Taroona Shot Tower is a building in the Tasmanian town of Taroona, Australia. Built in 1870, a Shot tower was a building used to make shot balls or projectiles for firearms. The tower would be designed so that there would be a large basin of water at the bottom of the tower. Lead would be melted and carried up to the top of the tower via a stairway built circling around the tower. At the top of the tower the molten lead would be poured into a copper sieve at the top of the tower, causing the molten lead to 'rain' into the water at the bottom. At the droplets of lead hit the water they would freeze and become solid, this formed small and perfectly spherical shot balls that could be used as ammunition.
The Taroona Shot tower was the first shot tower built in Australia.
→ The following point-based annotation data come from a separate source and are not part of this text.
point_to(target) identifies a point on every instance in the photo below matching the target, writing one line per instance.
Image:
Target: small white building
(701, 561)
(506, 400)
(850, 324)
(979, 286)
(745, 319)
At the time it was built it was the tallest building in Australia (It is 53 metres tall, and has 300 stairs leading up to the top of the tower). It was the tallest building in Tasmania until recently when it was surpassed by the 63 metre tall ABC Tower in Hobart. The factory at the foot of the tower housed the furnace and has three floors. Taroona Shot Tower was made to close in 1901, since it is one of three remaining shot towers in Australia, it has been declared a protected site and the factory is now a museum.
Taroona Shot Tower is also Haunted
Joseph Moir was the Scottish businessman who built Taroona Shot Tower. Moir was born near the England/Scotland border in 1809 and migrated to what would become Tasmania (Van Diemen's Land) in 1829, at the age of twenty. Moir was a builder in Scotland and so was employed by the colonial government in 1834 as 'Clerk of public works for the colony', meaning he could help design some of the buildings in Van Diemen's land. Such as the Anglican church in Pontville, Moir became more influential in the colonial parliament because of his work.
In 1844 he returned to Scotland to marry Elizabeth Paxton, five years later, Moir decided to start an ironmongery business and travelled to Britain to collect hardware items. The family opened a store in Hobart which proved very successful. Using money made from the store, Moir bought a plot of land in Taroona in 1855 and built a new house for his family to live in on the property. In 1862, Moir began planning the construction of the Taroona Shot Tower. The Shot tower was completed in 1870 but after this Joseph Moir became very ill and four years later he passed away. Joseph Moir was originally buried in the family crypt that was by the cliffs below the shot tower but his body was later moved, his final resting place is unknown.
Joseph's son, also called Joseph took over the business and was made to sell the store in Hobart shortly after his fathers death, he later sold the shot tower to his brother-in-law who closed Taroona Shot Tower in 1901. It is said that Joseph Moir's ghost is still in the Shot tower, since lights have been seen at the top of the tower late at night and the door leading into the tower from the factory, which is usually locked, sometimes opens by itself.